I’ve known writers who were bombarded with, “What’s your backup plan in case it fails?” when they made the leap to writing full time.
People who say, “You need a backup plan,” to writers are right — we all need backup plans…including people in day jobs.
The funny thing — most people with day jobs don’t have a backup plan.
They don’t save; they don’t seek out their own insurance; they don’t have a plan for what they’ll do if a layoff comes along (other than worrying).
But the same people are often quick to tell creative people how they need to be prepared in case their creative endeavor fails.
Writing Isn’t Stable (But What Is These Days?)
Writing isn’t the most stable profession a person can pick, and having a backup plan should you start writing full time and it doesn’t work out is wise.
I’m currently freelancing, but I still spend time each week setting things up in case I have to return to a day job. I also believed in having a backup plan when I had a day job (mainly based on savings and writing).
I was laid off from the longest job I ever had a year ago this week. Because I had savings, I was able to spend most of 2010 looking for jobs I actually wanted, and spending time writing. I was able to make a leap from working for others to working for myself. I was able to enjoy 2010 more than any other year I can remember because I know layoffs happen and I had a backup plan all along: writing! (I do some of my best writing in the months following a layoff.)
Now that I work from home, I seek out new contracts as a backup plan — and I look at day jobs out there as a backup plan. (Multiple backup plans never hurt.)
Things Have Changed
The days of most jobs looking out for you are gone. Your boss probably doesn’t really know what you do, so how can you expect her to look out for your best interests?

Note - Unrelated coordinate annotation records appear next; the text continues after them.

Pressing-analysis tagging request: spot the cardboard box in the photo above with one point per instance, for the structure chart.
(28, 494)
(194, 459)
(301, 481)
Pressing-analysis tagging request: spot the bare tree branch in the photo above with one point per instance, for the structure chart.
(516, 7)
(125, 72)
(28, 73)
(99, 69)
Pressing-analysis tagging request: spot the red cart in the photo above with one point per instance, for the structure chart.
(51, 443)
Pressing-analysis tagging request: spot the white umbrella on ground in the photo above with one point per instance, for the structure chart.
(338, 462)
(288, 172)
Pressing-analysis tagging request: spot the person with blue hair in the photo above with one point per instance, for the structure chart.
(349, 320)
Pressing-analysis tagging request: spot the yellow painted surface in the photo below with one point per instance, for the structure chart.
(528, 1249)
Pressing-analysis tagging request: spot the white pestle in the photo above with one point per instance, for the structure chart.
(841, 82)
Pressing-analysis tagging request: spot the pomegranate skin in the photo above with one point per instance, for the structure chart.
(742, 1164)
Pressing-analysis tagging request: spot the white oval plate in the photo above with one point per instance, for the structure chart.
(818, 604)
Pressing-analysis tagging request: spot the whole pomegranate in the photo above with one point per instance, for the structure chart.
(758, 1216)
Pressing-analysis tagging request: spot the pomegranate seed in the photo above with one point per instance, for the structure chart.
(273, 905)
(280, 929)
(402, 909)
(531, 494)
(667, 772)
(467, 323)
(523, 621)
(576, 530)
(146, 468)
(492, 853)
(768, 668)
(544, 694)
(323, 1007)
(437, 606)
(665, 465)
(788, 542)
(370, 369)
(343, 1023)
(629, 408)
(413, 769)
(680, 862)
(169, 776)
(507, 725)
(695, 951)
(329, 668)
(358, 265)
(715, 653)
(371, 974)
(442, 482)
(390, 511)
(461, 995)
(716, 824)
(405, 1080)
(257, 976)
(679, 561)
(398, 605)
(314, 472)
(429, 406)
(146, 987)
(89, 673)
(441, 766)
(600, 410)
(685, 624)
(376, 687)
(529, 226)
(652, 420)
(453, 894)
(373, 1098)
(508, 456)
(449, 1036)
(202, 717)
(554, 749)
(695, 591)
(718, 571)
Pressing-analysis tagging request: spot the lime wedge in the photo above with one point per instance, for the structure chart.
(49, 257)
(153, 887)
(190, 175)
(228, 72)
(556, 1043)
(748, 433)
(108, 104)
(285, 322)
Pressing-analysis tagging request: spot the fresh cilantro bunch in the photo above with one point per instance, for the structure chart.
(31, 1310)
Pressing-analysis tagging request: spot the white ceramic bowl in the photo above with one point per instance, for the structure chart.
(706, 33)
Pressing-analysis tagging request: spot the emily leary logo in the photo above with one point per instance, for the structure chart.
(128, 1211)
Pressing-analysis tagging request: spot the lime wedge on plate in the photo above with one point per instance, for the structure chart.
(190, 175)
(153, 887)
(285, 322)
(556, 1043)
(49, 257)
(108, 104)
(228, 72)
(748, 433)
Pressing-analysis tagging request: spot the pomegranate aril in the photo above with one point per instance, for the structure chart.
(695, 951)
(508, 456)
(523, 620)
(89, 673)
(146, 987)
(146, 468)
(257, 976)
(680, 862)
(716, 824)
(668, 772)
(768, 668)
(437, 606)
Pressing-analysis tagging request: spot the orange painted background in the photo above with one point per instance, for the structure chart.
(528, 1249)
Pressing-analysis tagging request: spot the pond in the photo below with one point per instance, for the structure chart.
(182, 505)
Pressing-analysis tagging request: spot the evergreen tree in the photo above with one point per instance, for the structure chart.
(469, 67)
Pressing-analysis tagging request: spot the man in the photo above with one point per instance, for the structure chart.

Be prepared for that day your boss finds you in the bathroom and tells you to come to the conference room when you’re done so he can give you your walking papers. (That’s how it happened to me — seriously!)
And the next time somebody tells you to have a “realistic” backup plan if writing ever fails, remember that by taking writing seriously, you probably have more of a backup plan than the people telling you to have a backup plan have in place if they lose their day job.